14 DAY TRIAL // Scientists working with a new mathematical model may have finally figured out how it is that mosquitoes can hear the faint sounds of a female's flapping wings, but not become deaf when hearing louder noises. The University of Bristol research team has managed to unlock some of the remarkable features, but highlights the fact that more work is needed before more conclusions become available. Details of the scientific study appear in the latest issue of the Journal of the Royal Society: Interface, e! Science News reports.

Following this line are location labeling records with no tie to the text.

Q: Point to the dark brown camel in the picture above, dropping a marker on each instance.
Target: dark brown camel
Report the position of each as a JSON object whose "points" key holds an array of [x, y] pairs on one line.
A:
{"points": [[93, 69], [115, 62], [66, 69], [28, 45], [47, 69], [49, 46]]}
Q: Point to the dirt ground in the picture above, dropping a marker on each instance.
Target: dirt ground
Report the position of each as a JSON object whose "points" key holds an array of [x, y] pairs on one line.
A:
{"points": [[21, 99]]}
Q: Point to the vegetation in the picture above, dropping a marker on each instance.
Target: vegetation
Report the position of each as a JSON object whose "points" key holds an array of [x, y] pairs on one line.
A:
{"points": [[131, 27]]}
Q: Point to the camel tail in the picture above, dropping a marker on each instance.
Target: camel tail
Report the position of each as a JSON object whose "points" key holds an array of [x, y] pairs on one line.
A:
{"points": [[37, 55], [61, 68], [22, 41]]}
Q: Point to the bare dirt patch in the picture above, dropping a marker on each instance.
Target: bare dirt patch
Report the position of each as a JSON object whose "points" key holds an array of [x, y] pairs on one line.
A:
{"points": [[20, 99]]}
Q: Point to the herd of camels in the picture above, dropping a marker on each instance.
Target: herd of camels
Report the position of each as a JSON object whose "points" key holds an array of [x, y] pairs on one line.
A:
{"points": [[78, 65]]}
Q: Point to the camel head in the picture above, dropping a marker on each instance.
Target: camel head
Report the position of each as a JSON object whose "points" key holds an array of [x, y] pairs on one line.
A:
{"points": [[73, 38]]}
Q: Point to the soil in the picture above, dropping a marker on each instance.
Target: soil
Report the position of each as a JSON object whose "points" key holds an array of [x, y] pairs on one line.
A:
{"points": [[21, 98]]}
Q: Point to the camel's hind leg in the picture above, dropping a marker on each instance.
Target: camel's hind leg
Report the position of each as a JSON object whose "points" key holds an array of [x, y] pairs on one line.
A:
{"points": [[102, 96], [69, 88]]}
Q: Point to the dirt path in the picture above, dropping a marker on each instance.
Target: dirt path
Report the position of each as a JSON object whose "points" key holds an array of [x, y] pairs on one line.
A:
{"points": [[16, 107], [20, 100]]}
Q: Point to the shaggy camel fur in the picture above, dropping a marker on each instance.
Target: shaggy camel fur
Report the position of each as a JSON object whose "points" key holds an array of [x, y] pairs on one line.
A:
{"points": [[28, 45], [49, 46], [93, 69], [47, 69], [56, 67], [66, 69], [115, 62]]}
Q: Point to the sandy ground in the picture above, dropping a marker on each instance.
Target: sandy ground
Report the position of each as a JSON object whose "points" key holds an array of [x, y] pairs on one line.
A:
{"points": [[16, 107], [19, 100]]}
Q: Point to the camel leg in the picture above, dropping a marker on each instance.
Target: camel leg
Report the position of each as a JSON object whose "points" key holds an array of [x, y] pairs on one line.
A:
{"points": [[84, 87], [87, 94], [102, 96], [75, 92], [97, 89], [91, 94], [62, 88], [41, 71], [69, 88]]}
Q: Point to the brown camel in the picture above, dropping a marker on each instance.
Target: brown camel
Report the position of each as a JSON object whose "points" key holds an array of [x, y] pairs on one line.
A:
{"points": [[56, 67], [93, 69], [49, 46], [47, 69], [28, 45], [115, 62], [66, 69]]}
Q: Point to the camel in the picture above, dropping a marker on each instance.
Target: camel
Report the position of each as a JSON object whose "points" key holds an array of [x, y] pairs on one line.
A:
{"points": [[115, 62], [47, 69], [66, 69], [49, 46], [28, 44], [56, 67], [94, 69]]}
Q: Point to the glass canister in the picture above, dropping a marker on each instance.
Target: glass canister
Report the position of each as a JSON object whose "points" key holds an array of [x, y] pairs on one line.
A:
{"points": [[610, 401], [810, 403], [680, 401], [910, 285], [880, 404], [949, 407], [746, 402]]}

The active elements involved in mosquitoes' hearing are called scolopidia, and represent multiple individual sensory units. Insects have evolved various types of hearings, if compared with our own. However, their ultimate goals are the same as ours, to turn small energies of a transmitting sound wave into an electrical impulse. Acoustic energy may need a boost in mosquitoes, the researchers note, so it could be that scolopidia appeared to fulfill this very purpose. The sensory unit allows for a lot more of the auditory information to be converted into electrical signals, which are then transmitted to the insects' “central processing unit.”
Toxorhynchites brevipalpis, a Tanzanian mosquito species, was used as a reference point for the new study. The scientists created a simple microscopic mechanistic model of the amplification system that the insect had at its disposal. One of the simplest ways of describing the hearing apparatus and its modus operandi, the team says, is to compare it to a forced-damped oscillator, which is attached to a set of active threads, represented by the groups of scolopidia. When antenna oscillation reaches a critical amplitude, twitching in the threads close the communication channels, reducing the level of electric signals that reaches the mosquitoes.
“The numerical results presented also generate new questions. In our description of the system, for instance, all threads have the same material properties, but their impact on the dynamics of the antenna varies according to the spatial location of the threads: intuitively, an external thread induces a much larger torque than an internal one. However, the true physiology of the threads is more complex, due to the curved arrangement of Johnston's organ, and further research into the effect of the subsequent mechanical variation of each thread needs to be carried out,” UB researcher Dr. Daniele Avitabile explains. She is a research assistant in the university's Center for Applied Nonlinear Mathematics, in the Department of Engineering Maths.